Charles Robert Darwin (1809–1882)
Charles Darwin came up to Cambridge as a student in 1827, when he was 18, having earlier had an unsatisfactory spell as a medical student at Edinburgh University. He was a member of Christ’s College. His father wished him to become a Clergyman and he was enrolled for a general degree which included the study of theology and mathematics. He graduated with a Bachelor of Arts degree in 1831.
As a student Darwin enjoyed Cambridge life to the full, hunting, collecting natural history specimens – especially beetles – and, with a group of like minds, forming the “Glutton Club”, a dining club devoted to eating “Birds and beasts which were before unknown to human palate”.
He made friendships which lasted the rest of his life, and also found some inspirational teaching, both formal and informal, in particular from John Stevens Henslow, Professor of Botany and Director of the Cambridge University Botanic Garden and Adam Sedgwick, Woodwardian Professor of Geology.

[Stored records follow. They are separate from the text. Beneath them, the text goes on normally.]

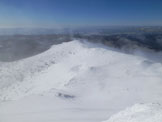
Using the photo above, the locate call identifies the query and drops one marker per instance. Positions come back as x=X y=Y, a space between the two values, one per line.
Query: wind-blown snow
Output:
x=94 y=80
x=139 y=113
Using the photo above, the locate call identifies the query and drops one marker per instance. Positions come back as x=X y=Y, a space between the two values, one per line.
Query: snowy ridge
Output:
x=94 y=80
x=139 y=113
x=75 y=66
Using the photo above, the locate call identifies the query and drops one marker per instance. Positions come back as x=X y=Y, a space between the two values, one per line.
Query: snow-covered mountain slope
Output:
x=93 y=79
x=139 y=113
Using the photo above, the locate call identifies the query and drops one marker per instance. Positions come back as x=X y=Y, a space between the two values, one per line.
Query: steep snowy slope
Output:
x=92 y=81
x=139 y=113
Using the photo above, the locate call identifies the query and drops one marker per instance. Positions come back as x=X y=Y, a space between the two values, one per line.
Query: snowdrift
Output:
x=139 y=113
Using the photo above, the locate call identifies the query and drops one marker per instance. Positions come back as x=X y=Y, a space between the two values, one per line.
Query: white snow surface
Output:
x=139 y=113
x=76 y=81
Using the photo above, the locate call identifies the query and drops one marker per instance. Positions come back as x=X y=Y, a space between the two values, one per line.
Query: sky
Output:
x=60 y=13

In 1831 Henslow was asked to suggest a suitable gentleman naturalist to sail with HMS Beagle on an admiralty surveying expedition to South America. Henslow recommended his recently graduated protégé, Charles Darwin. Despite initial opposition from his father, Darwin was on board when the Beagle set sail on 27 December 1831.
Henlsow and Darwin corresponded throughout the 5 year voyage as Darwin made many forays inland, with the Cambridge Teacher continuing to advise his former pupil on techniques for collecting specimens.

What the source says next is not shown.